第63期 #17

八重のクチナシ

 八重のクチナシは実をつけない。それは八重のヤマブキが実をつけないのと同じく常識的なことだ。理由は知らない。
 うちの庭には八重のクチナシしかない。お隣の広い庭には一重のクチナシがあって、おせち作りの頃に、その実をもらうようになって、今年で3年目だった。
「ひとつあれば、栗きんとんが作れるのにねぇ」
 栗きんとんとは言うが、我が家で作るきんとんは、サツマイモを裏ごししたものだ。栗よりも水分が多いサツマイモは、栗で作るよりもずっとなめらかで、裏ごしさえすれば舌触りも良く、とてもおいしい。その鮮やかな黄色を出すために、天然着色料として、クチナシの実を使う。
 買えば済むのだが、庭にクチナシがありながら実らないというのが、やはり少し残念なのだろう。ペパーミントやレモングラスなどのハーブはもちろん、ときにはプチトマトまで育てて収穫を楽しむ母のことだ。八重のクチナシは、確かに花は美しいが、最近では緑色の大きなイモムシが葉を食い散らかして、その対応に少し閉口しているらしい。
「切っちゃおうかしら」
 そんな心にもないことを、と思うが、もしかしたら本気かもしれない。花が大好きな母だが、枯れ始めた切り花を捨てる潔さは、本当に好きなのかと疑いたくなるほどだ。グロテスクなイモムシを一掃するために、クチナシを株ごと抜いてしまっても不思議はない。

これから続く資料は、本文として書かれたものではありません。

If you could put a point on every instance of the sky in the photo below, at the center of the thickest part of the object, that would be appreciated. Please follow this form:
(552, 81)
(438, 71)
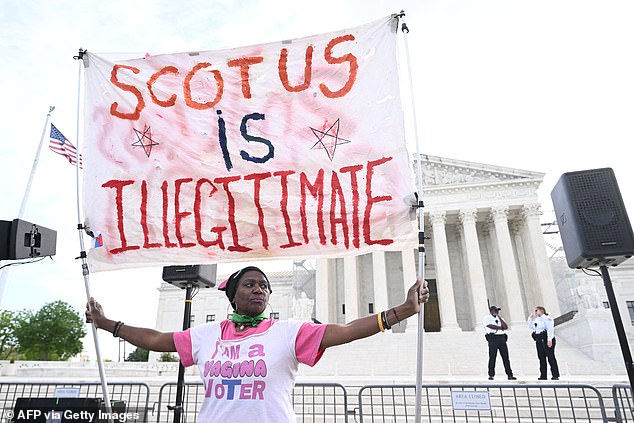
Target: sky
(545, 86)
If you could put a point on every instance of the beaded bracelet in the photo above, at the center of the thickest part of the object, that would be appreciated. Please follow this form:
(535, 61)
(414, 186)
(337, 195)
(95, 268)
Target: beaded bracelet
(386, 324)
(396, 315)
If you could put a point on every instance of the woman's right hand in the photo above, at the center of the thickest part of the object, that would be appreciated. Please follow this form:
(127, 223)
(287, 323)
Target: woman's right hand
(94, 313)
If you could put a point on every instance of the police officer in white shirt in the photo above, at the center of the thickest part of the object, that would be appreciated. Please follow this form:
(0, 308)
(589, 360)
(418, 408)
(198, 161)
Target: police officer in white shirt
(543, 328)
(495, 326)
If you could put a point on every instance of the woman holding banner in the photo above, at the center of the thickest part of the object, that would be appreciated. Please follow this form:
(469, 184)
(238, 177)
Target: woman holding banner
(248, 364)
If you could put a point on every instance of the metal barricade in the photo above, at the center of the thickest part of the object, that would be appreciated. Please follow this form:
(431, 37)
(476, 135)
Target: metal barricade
(312, 402)
(623, 405)
(483, 403)
(320, 402)
(134, 395)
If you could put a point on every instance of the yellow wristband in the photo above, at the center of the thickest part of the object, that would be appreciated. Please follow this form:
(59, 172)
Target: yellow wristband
(381, 328)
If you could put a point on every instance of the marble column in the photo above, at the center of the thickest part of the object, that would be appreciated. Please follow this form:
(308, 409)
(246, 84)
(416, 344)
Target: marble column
(475, 271)
(351, 288)
(323, 291)
(444, 282)
(510, 278)
(537, 249)
(409, 258)
(380, 281)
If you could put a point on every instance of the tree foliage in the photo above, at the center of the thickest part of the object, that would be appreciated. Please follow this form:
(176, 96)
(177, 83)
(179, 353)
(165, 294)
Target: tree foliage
(9, 320)
(139, 354)
(53, 333)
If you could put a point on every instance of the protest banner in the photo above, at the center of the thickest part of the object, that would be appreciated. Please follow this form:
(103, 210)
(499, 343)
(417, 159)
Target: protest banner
(287, 149)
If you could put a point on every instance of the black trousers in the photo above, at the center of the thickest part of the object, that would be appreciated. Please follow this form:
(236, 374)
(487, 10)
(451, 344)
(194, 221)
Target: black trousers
(498, 343)
(546, 354)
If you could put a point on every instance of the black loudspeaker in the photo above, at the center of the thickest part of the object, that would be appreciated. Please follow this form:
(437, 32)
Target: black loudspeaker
(198, 274)
(592, 219)
(20, 239)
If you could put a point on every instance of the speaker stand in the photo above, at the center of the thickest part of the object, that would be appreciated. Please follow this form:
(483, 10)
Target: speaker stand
(618, 323)
(180, 384)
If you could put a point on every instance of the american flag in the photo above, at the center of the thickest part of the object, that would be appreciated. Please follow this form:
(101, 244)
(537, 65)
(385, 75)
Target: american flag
(60, 145)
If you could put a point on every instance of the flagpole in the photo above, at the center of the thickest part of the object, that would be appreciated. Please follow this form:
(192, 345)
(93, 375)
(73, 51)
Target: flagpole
(80, 227)
(5, 272)
(421, 229)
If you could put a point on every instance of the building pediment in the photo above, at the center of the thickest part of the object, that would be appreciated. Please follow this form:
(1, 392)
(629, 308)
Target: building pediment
(443, 172)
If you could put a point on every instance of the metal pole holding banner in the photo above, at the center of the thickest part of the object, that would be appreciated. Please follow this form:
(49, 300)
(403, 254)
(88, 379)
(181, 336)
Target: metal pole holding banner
(80, 229)
(4, 273)
(421, 229)
(618, 324)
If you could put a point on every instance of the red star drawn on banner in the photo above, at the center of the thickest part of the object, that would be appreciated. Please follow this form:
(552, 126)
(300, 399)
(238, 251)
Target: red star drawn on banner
(144, 139)
(328, 139)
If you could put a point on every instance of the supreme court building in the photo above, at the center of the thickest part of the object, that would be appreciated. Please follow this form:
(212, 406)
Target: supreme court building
(484, 246)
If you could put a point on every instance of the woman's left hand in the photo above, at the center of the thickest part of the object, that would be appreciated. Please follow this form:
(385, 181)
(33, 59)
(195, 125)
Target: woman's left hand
(416, 295)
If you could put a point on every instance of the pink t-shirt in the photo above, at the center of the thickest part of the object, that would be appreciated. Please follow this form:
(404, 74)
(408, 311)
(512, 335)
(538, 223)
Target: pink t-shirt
(307, 342)
(249, 373)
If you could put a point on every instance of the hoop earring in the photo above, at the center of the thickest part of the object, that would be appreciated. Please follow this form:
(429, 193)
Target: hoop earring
(230, 311)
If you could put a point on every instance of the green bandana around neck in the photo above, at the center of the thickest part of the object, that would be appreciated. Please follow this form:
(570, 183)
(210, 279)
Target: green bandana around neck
(248, 320)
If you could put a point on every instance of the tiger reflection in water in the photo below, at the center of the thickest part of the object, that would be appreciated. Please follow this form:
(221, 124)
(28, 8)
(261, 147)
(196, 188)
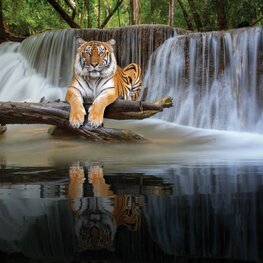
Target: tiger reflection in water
(96, 218)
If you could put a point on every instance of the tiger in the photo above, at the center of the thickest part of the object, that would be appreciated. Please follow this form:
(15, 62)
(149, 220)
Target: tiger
(97, 218)
(98, 79)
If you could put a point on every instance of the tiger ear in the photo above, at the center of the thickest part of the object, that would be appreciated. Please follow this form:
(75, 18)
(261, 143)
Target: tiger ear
(79, 42)
(112, 43)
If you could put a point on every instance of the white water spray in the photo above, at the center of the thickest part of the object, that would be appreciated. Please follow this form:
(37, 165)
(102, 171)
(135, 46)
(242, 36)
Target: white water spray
(216, 79)
(37, 68)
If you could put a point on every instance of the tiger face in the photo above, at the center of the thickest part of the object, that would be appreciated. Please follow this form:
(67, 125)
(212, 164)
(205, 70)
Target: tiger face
(95, 59)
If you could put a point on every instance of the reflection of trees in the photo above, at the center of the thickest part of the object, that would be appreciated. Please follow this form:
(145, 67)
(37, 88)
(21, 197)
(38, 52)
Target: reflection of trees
(96, 218)
(210, 212)
(214, 212)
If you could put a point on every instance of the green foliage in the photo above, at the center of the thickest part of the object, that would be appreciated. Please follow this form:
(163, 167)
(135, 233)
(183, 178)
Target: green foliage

そういえば、十年ほど前に、カミキリムシの巣と化したイチジクの木を切り倒す決断を下したのも、父ではなく母だった。
「でも、八重は実らないんだよ。ヤマブキだってそうじゃん?」
 私は必死で、けれどさりげなく、フォローしてみる。
「そうねぇ」
 そんなことを言っても、母は、切ると決めたらきっと切るだろう。
 私はそれ以上、何も言わなかった。

 その年の秋に、奇跡起きた。
 我が家のクチナシが、実を結んだのだ。
 たったひとつ。けれど確かに、八重のクチナシに実がなっていた。最初は半信半疑だったが、日に日にふくらんでくる実を、母はとても喜んだ。
 私は、こんなことがあり得るのかと、理科の先生に訊いてみた。
「お母様の愛情が、クチナシにまで届いたのね」
 夢見る乙女のような理科教師は、本気とも冗談ともつかぬことを言った。
 ──私には、愛情というよりも、執念に思えます。
 喉まで出かかった言葉を、私は飲み込んだ。

 結局、八重のクチナシは切られることはなかった。
 だがその後、実をつけたことも、ない。